Alors, comment faire un scénario 100% renouvelables?

La lecture des ces scénarios nous renseigne sur la façon de construire un scénario de réseau électrique entièrement alimenté par des énergies renouvelables, autres que l'hydraulique. Les ingrédients semblent être les suivants:

  1. De l'éolien, de préférence en supposant que le facteur de charge va augmenter fortement, notamment en supposant que les pylônes et les rotors seront plus grands dans le futur. L'éolien a l'avantage d'être présent un peu toute l'année et d'avoir un surplus l'hiver, lorsque la consommation est plus élevée — que ce soit à cause du chauffage, de l'éclairage … ou des vacances! Son défaut principal actuel est son intermittence, l'augmentation du facteur de charge amoindrit ce problème
  2. De quoi déplacer de la demande de façon importante. En effet, pour compléter l'éolien, la technologie favorite est le solaire photovoltaïque. Il n'a échappé à personne que, comme le soleil ne brille pas la nuit, l'intermittence est très forte dès lors qu'on installe des puissances importantes. Pour éviter de gaspiller de l'énergie et profiter au maximum de la production solaire, il faut déplacer la demande de façon forte.

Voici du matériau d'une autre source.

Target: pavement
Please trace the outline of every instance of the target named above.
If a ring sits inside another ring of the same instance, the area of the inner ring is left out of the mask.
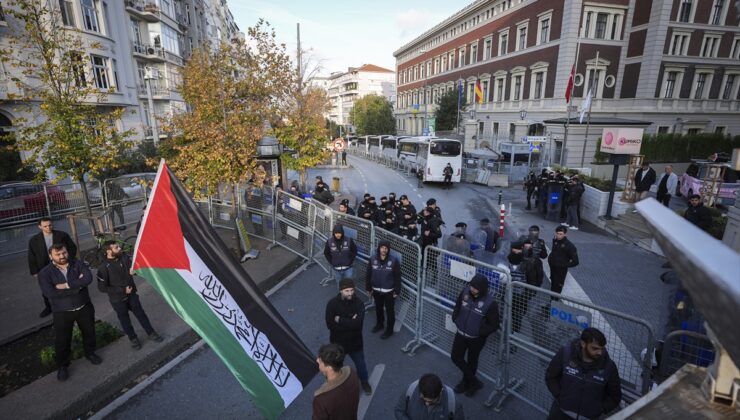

  3. Des interconnexions: évidemment, aujourd'hui, le stockage n'existant quasiment pas, la solution toute trouvée est d'exporter les surplus et d'importer pour combler les trous. Pour le futur, supposer que construire des lignes THT est moins cher que le stockage n'est pas une hypothèse forte. Ça permet de diminuer la puissance des installations de stockage et aussi d'exporter une partie des problèmes dus à l'intermittence. Minimiser les constructions de lignes THT est cependant une bonne idée: il n'a échappé à personne que ce sont des projets fondamentalement impopulaires et en prévoir trop serait prêter le flanc aux critiques … et plomber les coûts.

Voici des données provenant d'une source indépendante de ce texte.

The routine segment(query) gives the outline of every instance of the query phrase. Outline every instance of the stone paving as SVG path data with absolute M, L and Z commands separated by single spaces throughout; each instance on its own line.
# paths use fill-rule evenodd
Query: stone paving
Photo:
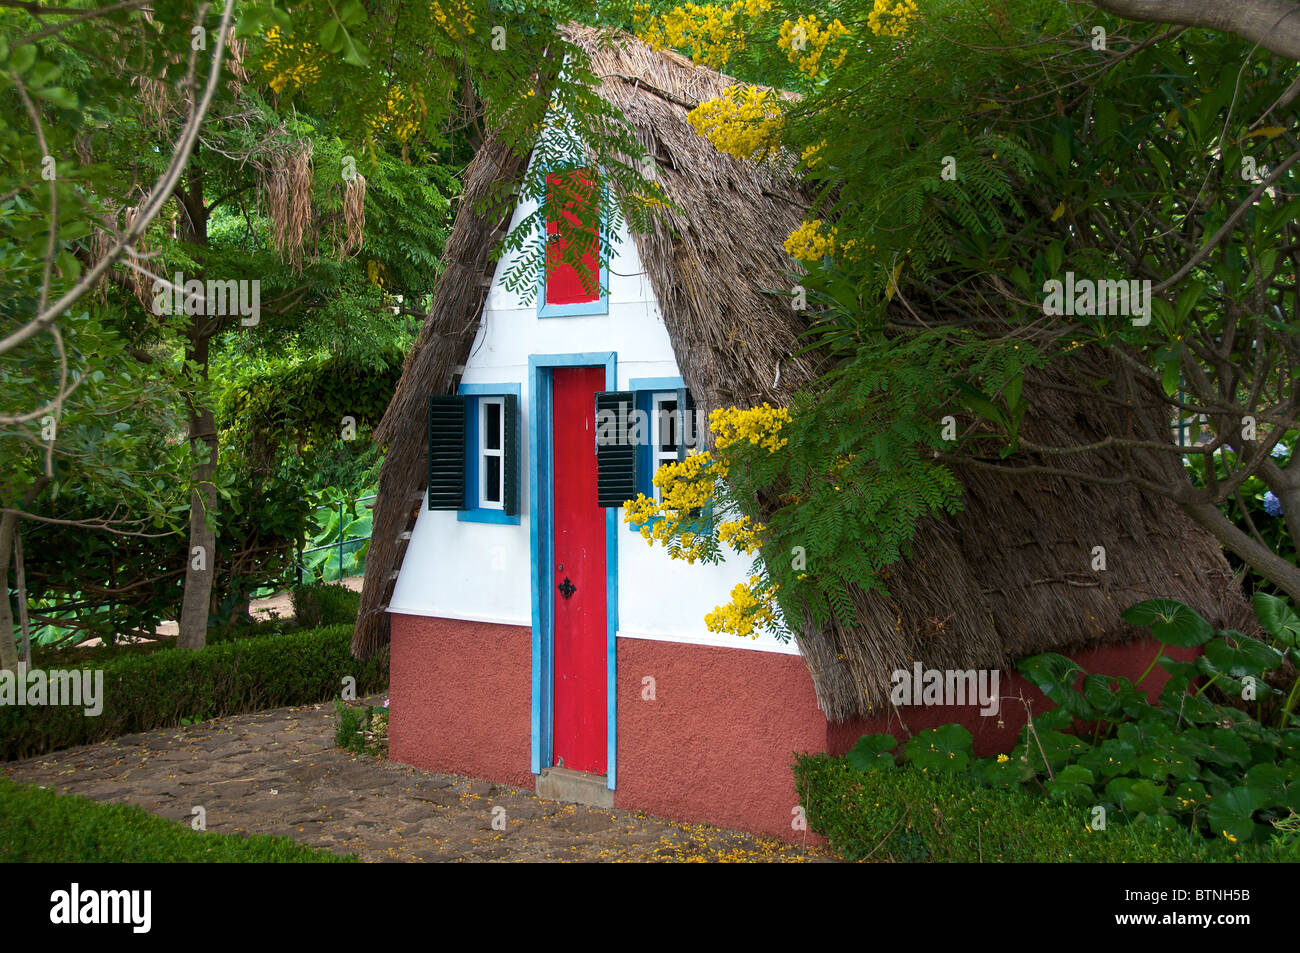
M 15 781 L 135 804 L 207 829 L 280 834 L 367 861 L 833 860 L 787 844 L 422 771 L 335 747 L 332 704 L 236 715 L 51 752 Z M 493 829 L 494 808 L 505 830 Z M 499 823 L 498 823 L 498 826 Z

  4. Un peu de stockage de l'électricité: quoi qu'il arrive, à cause de l'intermittence du photovoltaïque et de l'éolien, il faut stocker une partie de l'énergie produite. Il faut le faire à tous les horizons de durée de façon à bien amortir les fluctuations de la production. Dans une simulation économique, il faut aussi supposer que ces moyens qui n'existent pas encore ne sont pas trop chers

Avec cela, on peut construire un système basé totalement sur les énergies renouvelables. Ce n'est donc pas une surprise de constater que le scénario de l'ADEME suit exactement ces principes.